I'm building an iOS app which detects cars via Vision and then retrieves the distance to said car by a synchronized depthDataMap from the LiDAR sensor.
However, I'm having trouble finding the correct corresponding pixel in that depthDataMap. While the CGRect of the ObjectObservation ranges from 0 - 300 (x) and 0 - 600 (y), The width x height of the DepthDataMap is Only 320 x 180, so I can't get the right corresponding pixel. Any Idea on how to solve this?
This is my function in my AVCaptureDataOutputSynchronizerDelegate
:
func dataOutputSynchronizer(_ synchronizer: AVCaptureDataOutputSynchronizer,
didOutput synchronizedDataCollection: AVCaptureSynchronizedDataCollection) {
// Retrieve the synchronized depth and sample buffer container objects.
guard let syncedDepthData = synchronizedDataCollection.synchronizedData(for: depthDataOutput) as? AVCaptureSynchronizedDepthData,
let syncedVideoData = synchronizedDataCollection.synchronizedData(for: videoOutput) as? AVCaptureSynchronizedSampleBufferData else { return }
guard let pixelBuffer = syncedVideoData.sampleBuffer.imageBuffer else { return }
let imageRequestHandler = VNImageRequestHandler(cvPixelBuffer: pixelBuffer, orientation: .up, options: [:])
do {
try imageRequestHandler.perform(self.requests)
} catch let error {
print(error)
}
depthData = syncedDepthData.depthData.converting(toDepthDataType: kCVPixelFormatType_DepthFloat16).depthDataMap
}
and this is my function which in which I want to detect the middle of the object detection and retrieve it's depth pixel:
for observation in results where observation is VNRecognizedObjectObservation {
guard let objectObservation = observation as? VNRecognizedObjectObservation else { continue }
let topLabelObservation = objectObservation.labels[0]

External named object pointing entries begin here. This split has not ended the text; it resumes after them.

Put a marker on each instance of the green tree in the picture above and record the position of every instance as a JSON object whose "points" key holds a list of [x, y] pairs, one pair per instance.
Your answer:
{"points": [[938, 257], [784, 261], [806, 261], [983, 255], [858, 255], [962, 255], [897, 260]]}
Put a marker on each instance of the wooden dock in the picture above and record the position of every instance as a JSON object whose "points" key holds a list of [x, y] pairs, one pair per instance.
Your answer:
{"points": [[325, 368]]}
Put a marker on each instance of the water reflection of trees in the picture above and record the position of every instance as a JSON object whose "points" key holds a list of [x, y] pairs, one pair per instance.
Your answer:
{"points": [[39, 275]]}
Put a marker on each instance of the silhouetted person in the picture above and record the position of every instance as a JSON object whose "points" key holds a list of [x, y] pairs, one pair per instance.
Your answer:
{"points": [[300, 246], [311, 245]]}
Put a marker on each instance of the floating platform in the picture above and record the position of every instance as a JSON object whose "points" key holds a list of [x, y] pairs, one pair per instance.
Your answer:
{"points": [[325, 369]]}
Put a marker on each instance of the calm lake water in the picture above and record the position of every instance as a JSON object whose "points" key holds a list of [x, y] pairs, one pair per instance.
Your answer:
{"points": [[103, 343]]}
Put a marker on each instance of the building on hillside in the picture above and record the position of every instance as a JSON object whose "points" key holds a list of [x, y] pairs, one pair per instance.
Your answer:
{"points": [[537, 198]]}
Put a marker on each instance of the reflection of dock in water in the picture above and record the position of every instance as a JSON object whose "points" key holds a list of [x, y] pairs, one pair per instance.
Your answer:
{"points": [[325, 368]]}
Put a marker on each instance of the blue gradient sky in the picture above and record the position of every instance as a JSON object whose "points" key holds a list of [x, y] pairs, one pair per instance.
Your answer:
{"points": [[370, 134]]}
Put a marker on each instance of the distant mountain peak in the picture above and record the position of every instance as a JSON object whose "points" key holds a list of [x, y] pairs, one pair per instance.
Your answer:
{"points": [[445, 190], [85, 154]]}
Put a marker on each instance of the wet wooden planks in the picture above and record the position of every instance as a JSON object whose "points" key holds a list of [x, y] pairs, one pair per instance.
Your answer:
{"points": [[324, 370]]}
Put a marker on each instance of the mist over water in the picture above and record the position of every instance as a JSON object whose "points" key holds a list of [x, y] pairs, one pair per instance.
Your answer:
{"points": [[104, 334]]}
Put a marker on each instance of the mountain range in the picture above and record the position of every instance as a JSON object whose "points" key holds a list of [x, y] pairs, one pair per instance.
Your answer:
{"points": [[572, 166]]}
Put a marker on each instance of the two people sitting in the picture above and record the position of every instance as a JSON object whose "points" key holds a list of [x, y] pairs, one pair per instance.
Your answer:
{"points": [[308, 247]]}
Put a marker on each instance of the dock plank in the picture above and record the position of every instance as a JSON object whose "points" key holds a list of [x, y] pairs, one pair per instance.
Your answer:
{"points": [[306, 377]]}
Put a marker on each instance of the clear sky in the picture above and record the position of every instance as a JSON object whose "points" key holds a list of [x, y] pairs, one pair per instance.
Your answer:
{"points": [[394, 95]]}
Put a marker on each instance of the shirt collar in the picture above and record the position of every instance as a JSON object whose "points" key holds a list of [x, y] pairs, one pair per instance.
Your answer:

if topLabelObservation.identifier != "car" { return }
let objectBounds = VNImageRectForNormalizedRect(objectObservation.boundingBox, Int(screenRect.size.width), Int(screenRect.size.height))
let transformBounds = CGRect(x: objectBounds.minX, y: screenRect.size.height - objectBounds.maxY, width: objectBounds.maxX - objectBounds.minX, height: objectBounds.maxY - objectBounds.minY)
let depthMapWidth = CVPixelBufferGetWidthOfPlane(depthData, 0) //always 180
let depthMapHeight = CVPixelBufferGetHeightOfPlane(depthData, 0) // always 320
let objMiddlePointX = Int(objectBounds.minX + (objectBounds.maxX - objectBounds.minX)/2)
let objMiddlePointY = Int(screenRect.size.height - objectBounds.maxY + (objectBounds.maxY - objectBounds.minY)/2)
let rowData = CVPixelBufferGetBaseAddress(depthData)?.assumingMemoryBound(to: Float16.self)
let depthPoint = rowData?[objMiddlePointX * depthMapWidth + objMiddlePointY]
let boxLayer = self.drawBoundingBox(transformBounds)
detectionLayer.addSublayer(boxLayer)
}
I'm glad for every suggestion in the right direction.